Py=(diag(ones(1,n))+ones(n))*2e-4;
W=inv(Py);
P=inv(G1'*W*G1+G2'*W*G2);
x=P*(G1'*W*y1+G2'*W*y2);
x(1:3)'
# -8.946290850626383 -15.910175771706690 -0.786356288049205
bsl_enu =[-10.1017 -15.3551 -0.0008]
x(1:3)-bsl_enu'
# 1.155409149373616
# -0.555075771706690
# -0.785556288049205
# c.2) Apply the LAMBDA method to FIX the ambiguities.
# Compare the results with the solution obtained by
# rounding the floated solution.
# The following procedure can be applied
# (justify the computations done):
c=299792458;
f0=10.23e+6;
f1=154*f0;
lambda1=c/f1
a=x(4:10)/lambda1;
Q=P(4:10,4:10);
[Qz,Zt,Lz,Dz,az,iZ] = decorrel (Q,a);
[azfixed,sqnorm] = lsearch (az,Lz,Dz,2);
afixed=iZ*azfixed
sqnorm(2)/sqnorm(1)
# ans = 3.31968973623500
# 1) Ambiguities fixed from the LS integer
# search:
afixed(:,1)'
# -8 20 -9 -8 -10 0 -8
# 2) Ambiguities fixed by rounding the
# decorrelated floated solution:
afix=iZ*round(az);
afix'
# -8 20 -9 -8 -10 0 -8
# 3) Ambiguities fixed by rounding directly the
# floated solution:
round(a)'
# -10 21 -4 -11 -4 5 -3
# Save the fixed ambiguities from the LS
# integer search in file "ambL1.dat" to
# compute the FIXED solution.
amb=lambda1*afixed(:,1);
save ambL1.dat amb
exit
######################## END OCTAVE #############################
# c.3) Repair the DDL1 carrier measurements with the DDN1 FIXED
# ambiguities and plot the results to analyse the data.

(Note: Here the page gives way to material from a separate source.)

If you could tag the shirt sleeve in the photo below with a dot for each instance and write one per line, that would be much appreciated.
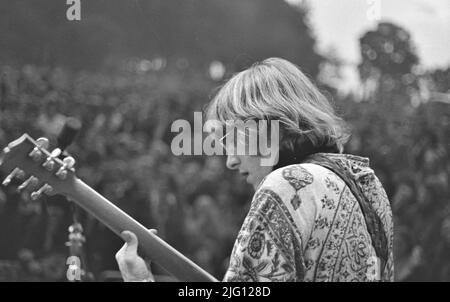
(267, 247)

# Saving the FIXED ambiguities:
# ------
#
# Using the previous files "ambL1.dat" and "DD_IND2_IND3_06_ALL.dat",
# generate a file with the following content:
#---------------------------- DD_IND2_IND3_06_ALL.fix -------------------------------------------
#
# 1 2 3 4 5 6 7 8 9 10 11 12 13 14 15 16 17 18
#[sta1 sta2 sat1 sat2 DoY sec DDP1 DDL1 DDP2 DDL2 DDrho DDTrop DDIon El1 Az1 El2 Az2 lambda*DDN1]
# <--- sta2 --->
#------------------------------------------------------------------------------------------------
# Note: This file is identical to file "DD_IND2_IND3_06_30.dat", but with the
# ambiguities added in the last field #18.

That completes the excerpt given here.